Speech Recognition with Pocketsphinx


47 posts   Page 1 of 2   1, 2
by observing » Tue Jun 26, 2012 11:25 pm
I'm currently working on a project that requires speech recognition. Though I haven't completed it yet, I thought some of you might be interested in the fairly detailed steps I took to install Pocketsphinx on the RPi. The steps start with a clean image of Debian wheezy and end with continuous speech testing. You can find it at https://sites.google.com/site/observing ... spberry-pi
Posts: 43
Joined: Mon Feb 27, 2012 12:18 pm
by aonsquared » Thu Jun 28, 2012 9:01 pm
Thanks for this! Your instructions are quite good and clear. It at least gives an alternative to Julius (which I've written tutorials for in http://www.aonsquared.co.uk/raspi_voice_control) for speech recognition on the Raspberry Pi. Great possibilities!
Posts: 21
Joined: Sat Jan 28, 2012 6:40 pm
Location: Bristol, UK
by observing » Fri Jun 29, 2012 12:56 am
Actually, I used Julius for a windows version of my project (a universal remote control operated by speech commands) and liked it a lot. However, I think Pocketsphinx might be better suited for small systems like the RPi, so I'm giving it a try. The big hurdle is getting the audio input clean enough to get decent accuracy. The USB audio adapter I'm using does a great job under windows, so I know it's not the problem. I'm going to take another shot at using a Bluetooth headset and see if I can get better results.
Posts: 43
Joined: Mon Feb 27, 2012 12:18 pm
by ax206geek » Fri Jun 29, 2012 2:01 pm
I like to suggest another alternative: Google Speech API and off-load the recognition to google, here's a quick example:

Code: Select all
arecord -D plughw:1,0 -f cd -t wav -d 3 -r 16000 | flac - -f --best --sample-rate 16000 -o out.flac; wget -O - -o /dev/null --post-file out.flac --header="Content-Type: audio/x-flac; rate=16000" http://www.google.com/speech-api/v1/recognize?lang=en | sed -e 's/[{}]/''/g'


This came from here.

There's a C library libsprec but I'm still struggling with the dependencies on the r-pi.
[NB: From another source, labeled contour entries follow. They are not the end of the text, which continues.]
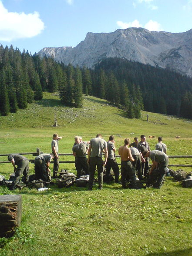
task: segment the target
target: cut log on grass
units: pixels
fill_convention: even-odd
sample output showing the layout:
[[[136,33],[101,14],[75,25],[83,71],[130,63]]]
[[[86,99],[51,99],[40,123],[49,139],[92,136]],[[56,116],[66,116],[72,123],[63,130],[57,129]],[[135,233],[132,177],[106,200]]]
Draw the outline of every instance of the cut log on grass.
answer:
[[[21,209],[21,195],[0,195],[0,237],[13,236],[20,224]]]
I would like to hear from others on the accuracy of this approach.
Posts: 52
Joined: Sat Jun 16, 2012 2:55 pm
by ax206geek » Sat Jun 30, 2012 2:35 pm
ax206geek wrote:I like to suggest another alternative: Google Speech API and off-load the recognition to google, here's a quick example:

I cleaned it up a little and posted it here

This is now good enough for executing simple voice commands like hostname and halt
Code: Select all
eval `gs_sp_to_txt.sh`


I'll order my r-pi to halt with it :D
Posts: 52
Joined: Sat Jun 16, 2012 2:55 pm
by mikerr » Tue Jul 24, 2012 10:39 am
Hmm got pocketsphinx compiled ok using the above instructions, but had ZERO success with word recognition.

I haven't got it to recognize any single word correctly, and the words it produces don't sound like what was said at all ?!
It can tell the difference between no sound and speech, but doesn't recognise anything.

Recording a .wav from the mic (webcam pro 9000) produces a reasonable sound file, so I wonder if something else is wrong.
Can pocketsphinx run from a .wav file, and are there known good test .wav files out there ?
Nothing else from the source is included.